Untrue. He had hidden in the shadows behind his house and witnessed her departure in private. He had not trusted himself not to beg, and even though it had been agony, he respected that she had her own course to choose and steer.

But it had destroyed a part of him to see her go.

As she continued to murmur to him, and tell him about her condo down in Miami, and her grandmother, and the Catholic church they attended, he kept trying to will himself back into that body of his…to animate that flesh…to gain access once again.
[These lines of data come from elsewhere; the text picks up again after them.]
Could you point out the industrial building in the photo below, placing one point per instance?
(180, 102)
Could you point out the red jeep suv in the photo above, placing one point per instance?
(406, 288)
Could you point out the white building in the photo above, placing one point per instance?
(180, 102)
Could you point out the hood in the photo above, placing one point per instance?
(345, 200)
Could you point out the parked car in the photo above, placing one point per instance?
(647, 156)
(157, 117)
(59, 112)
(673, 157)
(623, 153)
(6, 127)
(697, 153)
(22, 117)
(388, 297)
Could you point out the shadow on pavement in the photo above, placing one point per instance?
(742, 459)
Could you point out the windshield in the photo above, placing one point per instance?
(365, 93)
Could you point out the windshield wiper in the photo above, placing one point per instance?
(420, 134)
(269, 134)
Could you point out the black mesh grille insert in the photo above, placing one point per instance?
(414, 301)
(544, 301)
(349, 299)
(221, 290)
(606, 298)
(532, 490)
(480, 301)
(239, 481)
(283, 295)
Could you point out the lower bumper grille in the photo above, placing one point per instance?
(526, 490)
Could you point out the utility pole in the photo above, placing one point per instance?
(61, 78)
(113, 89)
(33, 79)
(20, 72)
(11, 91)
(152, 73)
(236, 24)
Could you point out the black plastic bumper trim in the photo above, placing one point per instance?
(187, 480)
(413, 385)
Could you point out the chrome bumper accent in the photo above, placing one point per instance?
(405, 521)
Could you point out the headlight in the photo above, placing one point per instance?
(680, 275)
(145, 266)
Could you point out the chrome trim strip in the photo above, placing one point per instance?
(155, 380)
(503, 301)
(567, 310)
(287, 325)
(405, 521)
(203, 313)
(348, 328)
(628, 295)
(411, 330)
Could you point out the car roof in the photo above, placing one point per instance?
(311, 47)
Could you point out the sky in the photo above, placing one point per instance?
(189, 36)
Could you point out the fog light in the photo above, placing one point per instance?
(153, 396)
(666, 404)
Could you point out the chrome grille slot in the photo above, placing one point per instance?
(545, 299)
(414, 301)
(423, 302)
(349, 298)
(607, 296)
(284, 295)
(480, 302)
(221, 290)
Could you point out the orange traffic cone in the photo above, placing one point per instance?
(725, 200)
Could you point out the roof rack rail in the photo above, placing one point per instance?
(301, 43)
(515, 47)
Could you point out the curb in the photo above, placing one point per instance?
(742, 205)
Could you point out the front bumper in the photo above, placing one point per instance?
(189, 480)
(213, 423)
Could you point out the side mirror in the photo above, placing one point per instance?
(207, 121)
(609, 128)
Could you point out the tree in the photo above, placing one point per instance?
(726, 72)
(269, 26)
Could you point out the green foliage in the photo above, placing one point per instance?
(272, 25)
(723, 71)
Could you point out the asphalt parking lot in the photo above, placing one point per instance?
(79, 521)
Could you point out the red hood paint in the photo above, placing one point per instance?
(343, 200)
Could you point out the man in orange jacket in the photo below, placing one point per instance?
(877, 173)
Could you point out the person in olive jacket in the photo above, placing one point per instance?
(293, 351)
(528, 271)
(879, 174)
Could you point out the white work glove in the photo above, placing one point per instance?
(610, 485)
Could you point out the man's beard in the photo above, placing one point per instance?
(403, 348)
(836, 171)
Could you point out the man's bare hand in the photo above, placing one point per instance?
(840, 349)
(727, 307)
Pushing, pushing, pushing, he sought to regain entrance into that form that had clothed his soul.

He had never understood that there were two parts to the living.

And only one part to the dead.

He did the now.

Yet the harder he tried, the angrier he became, and that seemed to work against his efforts. With his temper rising, he could feel less of Marisol’s touch, smell less of her scent, hear less of her voice.

“…prayed for us.” Marisol smiled sadly. “Can you believe that? My grandmother, she prayed to God that we would be reunited, and then your cousins came to me.”

Bracing himself, Assail marshaled every resource he had, his vantage point shifting until he was face-to-face with himself, his closed eyes and shaved scalp and pale complexion horrible reminders that any physical attractiveness he might have had was now gone.

Now! he ordered himself. I must return now!

But there was too much resistance. It was as if a force field surrounded his flesh, and the harder he pushed against it, the stronger it became. There was pain, too, as he threw himself metaphysically at the barrier over and over again, an electrical shock as if the effort were causing static friction.